The MBTA Is Trying to Create a Better Student Pass Program
They are working with MBA students and sending out a survey to come up with new ideas.
The MBTA is looking to redesign and possibly reconstruct their current Student Semester Pass Program, which gives students discounted T access through their respective university, in order to increase participation around Boston.
To gauge student interest and collect information on ways to implement those changes, the T has partnered with a team of Boston University MBA candidates that will act as their consultants.
“The consultants will provide to us the tools we need to make the redesigned college [and] university student ridership program one that we can all be proud of with larger student participation,” according to a letter from MassDOT’s chief of staff, Charles Planck. “Making the time to invest in a thriving student population that exists in greater Boston will increase ridership for the MBTA, while offering undergraduate and graduate students an improved benefit at a greater convenience.”
The BU consulting team is made up of five students, including Adam Williams, who has been pushing out a survey they created, to collect information, on social media sites like Twitter. “We are exploring what the needs are for students, and what the needs are for universities, so the MBTA can redesign this program to appeal to a larger set of people,” said Williams.
He said the team, part of a class called Management Consulting, has been meeting frequently with top MBTA officials, including MBTA General Manager Beverly Scott. Using information from the study could help the T redesign that structure to bring in more revenue, and possibly offset the T’s debt.
Williams said the overall project has been three-fold: they have been interviewing university officials and people from the transit agency, talking to students, and blasting out the survey. “We are not looking to survey 250,000 students, we just need to get a cross section of different universities and profiles. That’s why we have been targeting certain places,” he said.
The in-depth survey asks students a range of questions, including how they get to school and how frequently they use certain modes of transportation. It also asks, that if they do drive, why they choose a car rather than relying on the MBTA. Participants can then pick between options like the T being too expensive or too unpredictable—both gripes that are commonly made by college students that rely on the MBTA to get around.
The survey also asks if students would be willing to opt into a university-based pass at a discounted price, and if so, how they would pay for it.
The MBA students have been largely focused on six to eight of the largest schools in the immediate area, including Boston College, Harvard, MIT, Emerson, and of course, BU.
The project comes at no cost to the MBTA, according to T spokesman Joe Pesaturo, who said the group will report their findings, based on the survey and interviews with both university administrators and students, in December. Then, the T will take it from there. “The MBTA will take their findings under consideration,” Pesaturo said in an email to Boston.
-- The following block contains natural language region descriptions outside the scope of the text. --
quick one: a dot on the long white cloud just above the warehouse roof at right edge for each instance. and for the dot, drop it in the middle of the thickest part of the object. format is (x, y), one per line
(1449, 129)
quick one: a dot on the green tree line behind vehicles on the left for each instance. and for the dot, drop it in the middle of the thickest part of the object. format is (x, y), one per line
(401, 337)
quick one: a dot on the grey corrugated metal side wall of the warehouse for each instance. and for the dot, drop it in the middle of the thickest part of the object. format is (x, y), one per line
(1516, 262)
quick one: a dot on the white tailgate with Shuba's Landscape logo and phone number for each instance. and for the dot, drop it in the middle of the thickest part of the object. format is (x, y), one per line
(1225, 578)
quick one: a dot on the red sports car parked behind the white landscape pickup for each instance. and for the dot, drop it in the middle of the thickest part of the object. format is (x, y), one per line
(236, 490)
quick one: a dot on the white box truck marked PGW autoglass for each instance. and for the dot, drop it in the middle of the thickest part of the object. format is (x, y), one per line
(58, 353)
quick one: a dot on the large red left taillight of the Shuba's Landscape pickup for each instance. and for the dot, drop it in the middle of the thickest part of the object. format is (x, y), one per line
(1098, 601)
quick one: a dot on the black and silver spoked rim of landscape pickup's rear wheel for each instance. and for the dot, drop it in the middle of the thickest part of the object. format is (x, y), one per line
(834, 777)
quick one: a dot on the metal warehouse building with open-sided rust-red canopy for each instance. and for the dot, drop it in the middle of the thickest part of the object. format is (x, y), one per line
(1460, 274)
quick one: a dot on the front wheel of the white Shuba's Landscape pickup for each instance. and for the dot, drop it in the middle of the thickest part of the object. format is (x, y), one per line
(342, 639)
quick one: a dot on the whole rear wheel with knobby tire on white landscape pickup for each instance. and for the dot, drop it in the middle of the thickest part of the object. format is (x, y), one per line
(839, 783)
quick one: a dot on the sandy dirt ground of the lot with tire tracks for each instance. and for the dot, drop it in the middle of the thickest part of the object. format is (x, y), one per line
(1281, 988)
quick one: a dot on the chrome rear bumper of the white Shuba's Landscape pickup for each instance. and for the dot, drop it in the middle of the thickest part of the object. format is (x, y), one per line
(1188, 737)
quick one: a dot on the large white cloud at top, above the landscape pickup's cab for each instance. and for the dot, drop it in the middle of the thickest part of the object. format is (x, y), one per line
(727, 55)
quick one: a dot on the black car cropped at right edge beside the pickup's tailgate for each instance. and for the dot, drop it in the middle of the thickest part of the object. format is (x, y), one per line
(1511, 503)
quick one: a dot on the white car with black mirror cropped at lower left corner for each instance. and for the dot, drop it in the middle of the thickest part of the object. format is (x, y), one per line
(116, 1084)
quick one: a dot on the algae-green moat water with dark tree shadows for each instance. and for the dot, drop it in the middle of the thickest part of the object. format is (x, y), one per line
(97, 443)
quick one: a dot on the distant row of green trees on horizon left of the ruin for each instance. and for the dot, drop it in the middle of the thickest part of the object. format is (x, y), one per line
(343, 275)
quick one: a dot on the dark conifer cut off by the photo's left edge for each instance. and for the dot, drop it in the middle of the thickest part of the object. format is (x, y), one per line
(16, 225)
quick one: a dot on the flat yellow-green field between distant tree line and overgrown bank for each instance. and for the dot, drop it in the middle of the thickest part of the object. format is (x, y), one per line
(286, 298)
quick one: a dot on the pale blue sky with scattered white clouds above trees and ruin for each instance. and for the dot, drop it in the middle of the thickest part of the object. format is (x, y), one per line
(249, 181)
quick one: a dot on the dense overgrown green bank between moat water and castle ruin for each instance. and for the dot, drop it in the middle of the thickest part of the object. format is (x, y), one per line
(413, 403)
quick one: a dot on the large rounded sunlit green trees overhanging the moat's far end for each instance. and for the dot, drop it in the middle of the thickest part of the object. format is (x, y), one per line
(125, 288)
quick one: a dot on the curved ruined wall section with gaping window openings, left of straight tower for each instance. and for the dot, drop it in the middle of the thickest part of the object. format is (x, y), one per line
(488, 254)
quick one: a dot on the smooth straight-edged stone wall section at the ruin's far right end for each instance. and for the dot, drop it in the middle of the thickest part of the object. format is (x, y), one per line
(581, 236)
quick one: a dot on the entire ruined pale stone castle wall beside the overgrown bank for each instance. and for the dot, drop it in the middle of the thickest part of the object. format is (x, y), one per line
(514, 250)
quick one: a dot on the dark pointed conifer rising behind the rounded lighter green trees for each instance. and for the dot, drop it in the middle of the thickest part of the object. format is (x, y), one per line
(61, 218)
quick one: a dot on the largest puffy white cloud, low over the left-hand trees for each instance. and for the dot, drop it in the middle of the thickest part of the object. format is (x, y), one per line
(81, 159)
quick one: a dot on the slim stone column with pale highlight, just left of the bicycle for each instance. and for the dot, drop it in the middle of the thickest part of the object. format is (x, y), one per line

Williams said when the time comes to deliver their material, he hopes the MBTA implements their ideas. “Hopefully some of our recommendations will be something that they will do soon, like next fall,” he said. “Some of the things may be more long-term goals, like investing in new technology, or some new staff. I couldn’t tell you what we recommend is exactly what they are going to do, but they are highly interested in it.”
Gauging public opinion through surveys has become a common way to discuss how the T can make changes that appeal to riders.
In March, the MBTA Rider Oversight Committee, a non-profit group with no direct affiliation to the T, dished out a similar survey, but instead asked riders how they felt about adding later service to the system, extending the hours into the early morning so that people shuffling from the bars, or working long shifts could get home.
The questionnaire garnered responses from more than 26,000 people—well above what the committee had anticipated—with more than half of those who took it admitting that they would pay extra money for the luxury service.
The Oversight Committee prepared a presentation calls for a redesign to the T’s current student pass program to help offset the cost of the proposed late-night service changes.
Both the new student-centric survey commissioned by the transit agency and the one produced in March by the Oversight Committee, were based around top-tier topics of discussion getting bounced around in both the mayor’s race, and the State House this year.